Makalaurë, my golden-voiced second son! Less like me in appearance was he, but still to him did I bequeath some of my mood. Many did say that he favoured Míriel in looks, yet he had some of my features of face. He was tall, though grew not to the height of Maitimo nor Carnistir, and he had about him a sense of presence, when he so wished. I have read in works those things that would suggest this son was of a soft nature! Nay, was Makalaurë strong, and clever in thought, and if he were not the born leader that Maitimo was, yet did he command with his voice, (had not Fëanáro named him Kanafinwë, meaning strong-voiced, or commanding Finwë!) and have skill enough to outride and outmanoeuvre many in any contest. As a bard, a harper, is his renown, but more than that was he! Much more! Like saying that Fëanáro was merely a studier of scrolls was saying Makalaurë was a singer of songs! Both were exceptionally skilled in their own ways, both were fearless warriors when the need arose!
Few years in our reckoning separated my first two sons, and they were ever close. Close at the end as at the beginning, have others said to me. For did not Maitimo and Makalaurë, the two first of my children to have life and the two last of my children to know death, stand together, in defiance of Eonwë and the Vanyar host, and prepare to die rather than surrender the two remaining Silmarili? Together most often in Valinor, together mayhap in death! Makalaurë knew his strengths, and never tried to be a copy of his elder brother, but ever sought to stand with him in any situation, and to watch his back! I can only make guess at the anguish Makalaurë endured at the loss of Maitimo so soon after the death of their father! I can only make guess at the conflict in his fëa at having to reject Morgoth’s terms for Maitimo’s release, and at the final rescue of his beloved brother and by Nolofinwë’s son!
I can recall the first time Makalaurë called out to Maitimo with that name that became his epessë. “Russandol!” `Copper-top’, had our second son laughingly called his elder brother, then run swiftly to hide in the gardens. It was only natural that the others also came to use this name of affection for Maitimo! But Makalaurë used it first!
In the Year of the Trees, 1215, and when Makalaurë was but two years of age, was there the great festival of the gathering of first fruits held at Valmar. A happy time was that! Manwë himself had instigated this celebration, to give thanks for the provisions of Yavanna, and to praise Eru Iluvatar, and of all of the festivals, save the one on the twenty-first year, was this most merry. At this time did many of the Valar take upon themselves a physical form, that they might walk and talk among us, and eat and drink with us. Also were there many Maiar present, as well as the Vanyar and the Noldor. The Teleri came but in very small numbers and rarely, for they thought little of seasons or times, and were ever content with their city and the waves of the sea. This was the lesser festival, however, the one we celebrated every seven years to also commemorate the arrival of the Eldar in Aman, and that lasted but a day! But the travelling to and from Valmar was also a joy, as long processions of our folk, many singing and dancing, wound their way from the gates of Tirion along the Calacirya to the city of the Valar!

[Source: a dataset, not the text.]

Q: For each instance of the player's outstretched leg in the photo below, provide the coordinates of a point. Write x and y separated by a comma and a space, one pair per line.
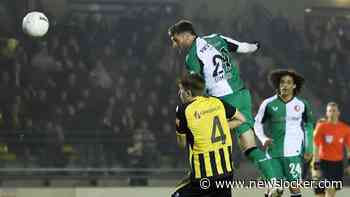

Now were the Vanya to arrive on the eastern side of Valmar before us, and this because they had been the first to arrive in Aman! We were all to camp on the far side of the city to the Trees, and the time of the waxing of Laurelin would be spent in renewing friendships, in song and dance, and in story recalling the great journey. Then as the light of the Trees mingled, would we all make our way in most solemn procession around the city, to stand before the closed gate of Valmar, until, at the word of King Ingwë, would we all break forth in unison, to give voice to the Song of Light. A song of longing and desire was that, and one that gave account of the yearning of the Eldar in the darkness of the Hither Lands for the light; for the utmost joy of our people when at first they beheld the Valar in their own land, and of our entreaty to enter again the gates of their city, and walk and dwell a while in their courts.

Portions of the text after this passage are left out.